Ás vezes a vida nos pede algo. E nós não somos capazes de escutar. Mas a vida não desiste assim, facilmente. Essa parte ela deixa para nós, humanos.
Até o momento em que já não nos pede mais, ela nos obriga a parar.

Assim me disse Malone, no auge da sua ironia. Típica coisa que fazia quando queria esconder aquilo que estava realmente sentindo. Observei-o por um longo período de tempo. Era visível que refletia sobre o que acabara de me dizer.

Existem coisas que acontecem e marcam a vida do ser humano, das quais jamais nos recuperamos, é fato. A primeira frase que ouvi de seus lábios foi que tudo o que fazemos, fica, permanece e ao mesmo tempo mata um pouco de nós.

Falava com ardor quase que infantil.
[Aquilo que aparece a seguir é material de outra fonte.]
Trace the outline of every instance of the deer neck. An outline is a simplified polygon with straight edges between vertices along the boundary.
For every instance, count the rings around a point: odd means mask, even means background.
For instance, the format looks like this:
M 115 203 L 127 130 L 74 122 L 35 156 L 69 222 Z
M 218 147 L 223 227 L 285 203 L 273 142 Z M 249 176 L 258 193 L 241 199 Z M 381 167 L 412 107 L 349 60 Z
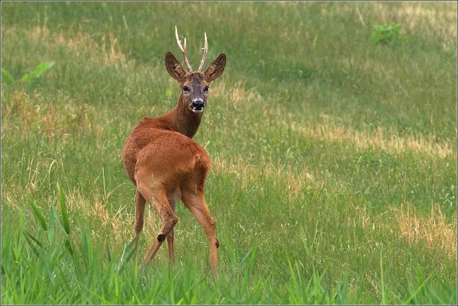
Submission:
M 174 131 L 192 138 L 200 125 L 202 113 L 189 110 L 182 103 L 181 99 L 180 96 L 177 106 L 165 116 L 170 120 L 171 127 Z

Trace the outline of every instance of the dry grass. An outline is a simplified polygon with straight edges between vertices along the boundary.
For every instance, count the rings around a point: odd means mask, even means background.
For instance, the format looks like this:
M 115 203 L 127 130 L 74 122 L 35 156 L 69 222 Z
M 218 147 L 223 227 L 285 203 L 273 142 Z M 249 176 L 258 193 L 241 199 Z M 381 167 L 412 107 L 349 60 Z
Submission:
M 450 259 L 457 256 L 456 215 L 452 223 L 447 220 L 440 208 L 431 204 L 429 218 L 422 217 L 415 206 L 407 204 L 405 209 L 395 209 L 395 222 L 400 237 L 408 243 L 421 243 L 427 247 L 446 254 Z

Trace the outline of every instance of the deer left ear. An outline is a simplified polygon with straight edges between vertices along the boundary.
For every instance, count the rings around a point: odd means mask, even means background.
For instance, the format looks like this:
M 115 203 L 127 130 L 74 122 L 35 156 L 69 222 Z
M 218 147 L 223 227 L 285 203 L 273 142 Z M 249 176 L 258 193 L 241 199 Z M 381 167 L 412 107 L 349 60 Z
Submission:
M 216 59 L 211 62 L 208 67 L 205 70 L 205 75 L 207 76 L 207 81 L 210 83 L 215 81 L 222 74 L 224 71 L 224 66 L 226 65 L 226 55 L 221 53 L 216 58 Z
M 183 78 L 186 74 L 183 67 L 178 60 L 172 54 L 172 52 L 167 52 L 165 56 L 165 65 L 167 68 L 167 72 L 170 74 L 170 76 L 177 80 L 178 82 L 183 80 Z

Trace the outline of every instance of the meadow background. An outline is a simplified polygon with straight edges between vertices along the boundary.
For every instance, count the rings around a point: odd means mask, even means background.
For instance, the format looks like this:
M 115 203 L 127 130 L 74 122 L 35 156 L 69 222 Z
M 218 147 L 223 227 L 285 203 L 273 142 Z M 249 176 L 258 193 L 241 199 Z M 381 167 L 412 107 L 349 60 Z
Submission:
M 2 304 L 456 304 L 456 12 L 2 2 Z M 121 150 L 177 103 L 175 26 L 193 66 L 204 32 L 208 63 L 227 58 L 194 137 L 218 278 L 181 203 L 174 265 L 164 245 L 137 271 L 161 226 L 149 208 L 131 249 Z

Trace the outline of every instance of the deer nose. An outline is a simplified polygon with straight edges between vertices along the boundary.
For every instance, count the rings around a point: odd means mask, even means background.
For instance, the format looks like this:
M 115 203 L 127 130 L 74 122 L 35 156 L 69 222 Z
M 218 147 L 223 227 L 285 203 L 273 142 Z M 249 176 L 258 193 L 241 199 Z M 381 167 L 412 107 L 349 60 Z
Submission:
M 203 111 L 205 106 L 205 105 L 204 105 L 204 101 L 202 100 L 193 101 L 193 104 L 191 104 L 191 107 L 193 108 L 193 111 L 194 112 L 201 112 Z

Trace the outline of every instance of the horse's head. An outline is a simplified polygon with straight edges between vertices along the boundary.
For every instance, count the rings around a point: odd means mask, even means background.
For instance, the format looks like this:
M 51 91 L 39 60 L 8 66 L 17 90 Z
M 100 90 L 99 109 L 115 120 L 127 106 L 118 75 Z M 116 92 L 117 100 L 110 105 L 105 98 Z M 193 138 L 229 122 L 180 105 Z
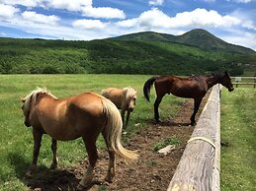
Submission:
M 224 72 L 224 74 L 221 75 L 219 83 L 224 86 L 229 92 L 232 92 L 234 90 L 231 78 L 227 72 Z
M 132 111 L 136 104 L 136 91 L 132 88 L 125 88 L 128 109 Z

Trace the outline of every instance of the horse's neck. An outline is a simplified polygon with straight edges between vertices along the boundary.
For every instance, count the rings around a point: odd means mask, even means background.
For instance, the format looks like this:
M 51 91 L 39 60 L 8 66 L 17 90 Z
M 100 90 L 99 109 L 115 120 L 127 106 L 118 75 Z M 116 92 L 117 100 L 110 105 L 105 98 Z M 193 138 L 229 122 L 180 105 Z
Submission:
M 218 83 L 218 78 L 215 78 L 213 75 L 209 76 L 207 77 L 206 82 L 208 84 L 208 89 L 211 89 L 212 87 L 213 87 Z

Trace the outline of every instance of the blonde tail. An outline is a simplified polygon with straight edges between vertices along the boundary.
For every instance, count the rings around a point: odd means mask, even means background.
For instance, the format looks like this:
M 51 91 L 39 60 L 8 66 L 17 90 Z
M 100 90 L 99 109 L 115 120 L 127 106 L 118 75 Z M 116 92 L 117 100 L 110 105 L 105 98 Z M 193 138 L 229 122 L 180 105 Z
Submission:
M 127 162 L 130 162 L 138 158 L 136 151 L 130 151 L 124 148 L 121 144 L 121 135 L 123 122 L 119 109 L 109 99 L 103 98 L 104 112 L 107 115 L 107 124 L 105 126 L 106 141 L 117 155 L 124 158 Z

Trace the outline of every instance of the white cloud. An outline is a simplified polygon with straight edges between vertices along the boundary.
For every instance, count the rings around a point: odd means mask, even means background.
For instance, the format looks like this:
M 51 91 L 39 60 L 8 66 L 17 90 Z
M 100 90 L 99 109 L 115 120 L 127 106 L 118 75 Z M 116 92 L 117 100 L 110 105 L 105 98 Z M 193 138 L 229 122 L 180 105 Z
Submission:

Como aquelas pessoas que não falam muito e quando pronunciam uma palavra é como se a estivessem tocando. Em um determinado momento ele perdeu a concentração e soube que dificilmente sairia daquele lugar. Quem eram seus melhores amigos? Resumiam-se a pessoas que ele havia conseguido apreciar com o tempo e que se permitiram cair no esquecimento. Pois existem coisas que não devem jamais ser magoadas. Malone ergueu seus olhos e pela primeira vez, em anos, observou outro ser humano de perto.

Senti-me como a última nota de uma sinfonia. Seus olhos percorram meu corpo como os braços de um músico que acalenta seu instrumento e, que conforme sente a melodia é capaz de traduzir toda sua emoção e espírito.
Tinha olhos cor de noite chuvosa. Não qualquer chuva, mas aquela, a que molha. Por dentro de sua pupila cintilavam gotas e sua íris refletia a densidade da melancolia recalcada uma vida inteira. Soube que era ali que ficaria muito tempo. Malone estava para todo o sempre.

Ele me ensinou que estar só é estar com tudo o que se pode ter. E que ele mesmo, dentro de sua solidão conheceu a todas as pessoas que fizeram parte de sua curta história.

Não sou capaz de contabilizar o tempo em que estivemos ali, em silêncio. Malone em sua observação do ser humano e eu em minha observação de alguém tão peculiar como ele.



Dedico esse primeiro Post primeiramente a Lorca, inesgotável fonte de inspiração e ao prórpio Malone que nunca quis ter sua história escrita em nenhum lugar que não fosse dentro dele mesmo.

sábado, 4 de abril de 2009

La Oración de las Rosas

(...)!Qué sería la vida sin rosas!
Una senda sin ritmo ni sangre,
un abismo sin noche ni día.
Ellas prestan al alma sus alas,
que sin ellas el alma moría,
sin estrellas, sin fe, sin las claras
ilusiones que el alma quería.(...)

Trecho do poema "La oración de las rosas", título do meu mais novo e primeiro Blogg que é inteiramente uma homenagem a todos os artistas que respeito e que compõem a minha vida.

Uma forma de demonstrar meu respeito por aqueles que são as flores de meu jardim. Em especial à rosa mais bela e fina de todas:

A Tí Federico Lorca, que me hizo comprender el significado de la poesía en mi vida.